An Italian Communist in the Ethiopian Resistance
On April 25, Italians celebrate liberation from Fascism. One leading partisan was Ilio Barontini, a Communist who helped lead Ethiopia’s resistance against Benito Mussolini’s colonial occupation.

Portrait of Ilio Barontini. (Wikimedia Commons)
Giuseppe Di Vittorio drew the curtains and turned on the large chandelier, two of whose bulbs were out. The drafts from the windows let in the bitter cold of that evening in December 1938. The meeting room at the Italian Communists’ exile HQ in Paris soon filled up.

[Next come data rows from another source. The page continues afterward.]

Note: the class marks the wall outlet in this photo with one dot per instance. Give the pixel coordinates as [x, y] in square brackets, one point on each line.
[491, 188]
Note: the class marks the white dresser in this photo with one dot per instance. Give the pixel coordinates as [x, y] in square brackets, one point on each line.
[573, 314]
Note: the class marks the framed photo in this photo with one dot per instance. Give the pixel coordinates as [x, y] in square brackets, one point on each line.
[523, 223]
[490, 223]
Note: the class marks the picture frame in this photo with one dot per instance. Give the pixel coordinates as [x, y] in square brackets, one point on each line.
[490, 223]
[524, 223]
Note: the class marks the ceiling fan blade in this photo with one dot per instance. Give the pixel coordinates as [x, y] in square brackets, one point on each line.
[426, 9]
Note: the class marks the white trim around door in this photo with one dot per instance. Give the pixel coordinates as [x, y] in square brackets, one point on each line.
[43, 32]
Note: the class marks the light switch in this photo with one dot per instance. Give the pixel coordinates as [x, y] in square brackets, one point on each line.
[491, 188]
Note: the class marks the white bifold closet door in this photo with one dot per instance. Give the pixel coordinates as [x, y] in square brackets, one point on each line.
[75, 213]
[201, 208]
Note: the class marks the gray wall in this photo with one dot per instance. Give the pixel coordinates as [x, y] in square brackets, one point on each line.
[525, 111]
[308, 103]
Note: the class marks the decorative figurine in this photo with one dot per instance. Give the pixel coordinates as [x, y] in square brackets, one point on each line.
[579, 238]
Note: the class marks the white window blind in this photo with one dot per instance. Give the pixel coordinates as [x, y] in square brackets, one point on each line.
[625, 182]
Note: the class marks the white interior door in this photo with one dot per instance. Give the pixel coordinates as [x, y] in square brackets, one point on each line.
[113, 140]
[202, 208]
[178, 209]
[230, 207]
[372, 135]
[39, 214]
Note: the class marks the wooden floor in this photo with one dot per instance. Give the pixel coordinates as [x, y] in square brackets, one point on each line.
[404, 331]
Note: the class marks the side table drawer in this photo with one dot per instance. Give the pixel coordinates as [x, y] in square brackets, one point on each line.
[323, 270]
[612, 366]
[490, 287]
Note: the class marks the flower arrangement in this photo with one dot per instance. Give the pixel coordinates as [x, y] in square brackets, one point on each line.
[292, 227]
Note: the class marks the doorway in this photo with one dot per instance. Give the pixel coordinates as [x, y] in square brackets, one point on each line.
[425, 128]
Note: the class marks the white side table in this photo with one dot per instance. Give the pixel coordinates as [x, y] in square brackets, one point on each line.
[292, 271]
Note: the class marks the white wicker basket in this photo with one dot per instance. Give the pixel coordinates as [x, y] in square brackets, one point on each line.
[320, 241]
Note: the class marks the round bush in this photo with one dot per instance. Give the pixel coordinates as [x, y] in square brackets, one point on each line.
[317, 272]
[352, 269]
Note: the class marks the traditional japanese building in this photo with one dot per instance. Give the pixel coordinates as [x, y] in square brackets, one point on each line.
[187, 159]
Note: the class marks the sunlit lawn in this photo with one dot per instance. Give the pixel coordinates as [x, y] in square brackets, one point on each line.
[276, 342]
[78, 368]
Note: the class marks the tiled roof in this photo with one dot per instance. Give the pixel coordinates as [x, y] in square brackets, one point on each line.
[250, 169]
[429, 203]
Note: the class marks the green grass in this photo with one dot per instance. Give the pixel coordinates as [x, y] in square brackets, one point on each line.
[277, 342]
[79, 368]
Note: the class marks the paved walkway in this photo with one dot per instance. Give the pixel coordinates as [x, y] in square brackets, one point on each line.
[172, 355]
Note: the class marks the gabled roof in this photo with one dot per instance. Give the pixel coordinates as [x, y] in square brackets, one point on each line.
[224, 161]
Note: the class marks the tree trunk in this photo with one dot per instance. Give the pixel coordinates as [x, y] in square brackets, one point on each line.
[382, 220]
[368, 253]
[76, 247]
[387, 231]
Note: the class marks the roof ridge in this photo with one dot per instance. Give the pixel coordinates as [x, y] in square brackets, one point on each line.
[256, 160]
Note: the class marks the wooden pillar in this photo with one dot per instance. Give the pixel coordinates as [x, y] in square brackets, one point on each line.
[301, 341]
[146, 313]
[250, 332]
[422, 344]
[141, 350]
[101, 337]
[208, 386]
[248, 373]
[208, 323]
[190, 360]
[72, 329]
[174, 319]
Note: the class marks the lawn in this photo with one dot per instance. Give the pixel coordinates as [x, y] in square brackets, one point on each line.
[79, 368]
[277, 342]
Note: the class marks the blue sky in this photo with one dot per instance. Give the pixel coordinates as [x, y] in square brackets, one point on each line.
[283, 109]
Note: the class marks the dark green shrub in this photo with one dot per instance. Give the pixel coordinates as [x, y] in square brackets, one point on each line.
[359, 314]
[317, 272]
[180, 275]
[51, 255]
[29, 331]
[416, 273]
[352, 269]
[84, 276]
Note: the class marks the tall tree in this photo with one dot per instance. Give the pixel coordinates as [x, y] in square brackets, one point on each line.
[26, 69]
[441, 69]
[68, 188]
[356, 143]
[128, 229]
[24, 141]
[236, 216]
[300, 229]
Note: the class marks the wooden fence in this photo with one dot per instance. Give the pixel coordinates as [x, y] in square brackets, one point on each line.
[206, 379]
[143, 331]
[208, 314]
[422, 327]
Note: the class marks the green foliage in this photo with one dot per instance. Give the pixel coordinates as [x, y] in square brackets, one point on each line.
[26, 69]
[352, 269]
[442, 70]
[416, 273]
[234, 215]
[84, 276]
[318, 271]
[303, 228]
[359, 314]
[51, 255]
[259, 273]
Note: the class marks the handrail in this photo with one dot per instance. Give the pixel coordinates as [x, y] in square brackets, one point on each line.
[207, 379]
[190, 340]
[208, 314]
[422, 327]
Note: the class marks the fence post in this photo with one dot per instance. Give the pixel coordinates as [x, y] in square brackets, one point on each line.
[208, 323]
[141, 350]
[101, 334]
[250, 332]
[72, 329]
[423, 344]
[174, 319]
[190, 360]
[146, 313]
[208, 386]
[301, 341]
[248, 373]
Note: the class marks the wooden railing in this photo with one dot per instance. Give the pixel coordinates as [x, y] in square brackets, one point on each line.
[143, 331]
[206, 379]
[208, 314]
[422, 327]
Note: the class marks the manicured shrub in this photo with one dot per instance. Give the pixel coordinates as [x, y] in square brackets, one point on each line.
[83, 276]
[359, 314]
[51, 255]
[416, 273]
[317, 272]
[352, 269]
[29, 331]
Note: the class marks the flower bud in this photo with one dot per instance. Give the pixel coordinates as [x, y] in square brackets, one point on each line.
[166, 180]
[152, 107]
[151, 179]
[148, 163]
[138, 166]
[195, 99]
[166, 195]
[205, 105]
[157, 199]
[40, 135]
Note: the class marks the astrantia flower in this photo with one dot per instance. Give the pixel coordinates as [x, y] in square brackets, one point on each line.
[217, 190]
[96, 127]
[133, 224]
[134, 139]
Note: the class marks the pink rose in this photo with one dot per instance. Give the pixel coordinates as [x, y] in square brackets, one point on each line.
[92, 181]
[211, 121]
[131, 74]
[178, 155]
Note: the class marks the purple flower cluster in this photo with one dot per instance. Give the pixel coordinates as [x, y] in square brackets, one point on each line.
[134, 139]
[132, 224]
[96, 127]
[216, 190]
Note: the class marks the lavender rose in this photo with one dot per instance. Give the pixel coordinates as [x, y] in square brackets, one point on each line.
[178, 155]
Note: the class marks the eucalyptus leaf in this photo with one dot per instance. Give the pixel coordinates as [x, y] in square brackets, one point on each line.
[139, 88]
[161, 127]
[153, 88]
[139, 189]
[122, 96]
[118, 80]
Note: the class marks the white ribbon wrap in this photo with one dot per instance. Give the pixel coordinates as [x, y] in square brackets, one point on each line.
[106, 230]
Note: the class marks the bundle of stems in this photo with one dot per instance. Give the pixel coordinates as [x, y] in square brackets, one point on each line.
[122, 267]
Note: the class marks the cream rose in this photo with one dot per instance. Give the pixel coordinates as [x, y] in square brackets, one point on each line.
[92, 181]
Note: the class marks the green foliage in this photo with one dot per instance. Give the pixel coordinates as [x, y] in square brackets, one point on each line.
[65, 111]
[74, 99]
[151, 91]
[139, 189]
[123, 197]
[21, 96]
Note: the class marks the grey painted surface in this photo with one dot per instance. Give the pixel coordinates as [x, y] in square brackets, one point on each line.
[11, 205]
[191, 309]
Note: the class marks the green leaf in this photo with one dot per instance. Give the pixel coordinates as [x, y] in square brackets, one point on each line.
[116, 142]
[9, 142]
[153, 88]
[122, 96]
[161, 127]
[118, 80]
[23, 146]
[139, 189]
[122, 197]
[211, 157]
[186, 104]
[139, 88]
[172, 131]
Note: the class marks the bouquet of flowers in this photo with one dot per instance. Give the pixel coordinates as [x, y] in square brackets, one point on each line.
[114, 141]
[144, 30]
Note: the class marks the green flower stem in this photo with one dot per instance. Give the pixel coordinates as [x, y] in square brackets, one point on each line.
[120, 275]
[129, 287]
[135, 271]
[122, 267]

First to arrive was Ethiopia’s representative to the League of Nations, Lorenzo Taezaz. Then there was a large and noisy French delegation: Georges Mandel, recently appointed Minister of the Colonies; his chief of staff, André Diethelm; the Radical Party’s Pierre Cot, a politician who had good relations with Communist organizations and had been trade minister in the second Popular Front government; and Colonel Paul Robert Monnier of the Deuxième Bureau, France’s military intelligence service.
In front of the other Communist leaders, Di Vittorio outlined the mission headed for Ethiopia. He said that he had recruited a dozen experts during his time in Spain, but that three or four fighters would be setting off for Ethiopia.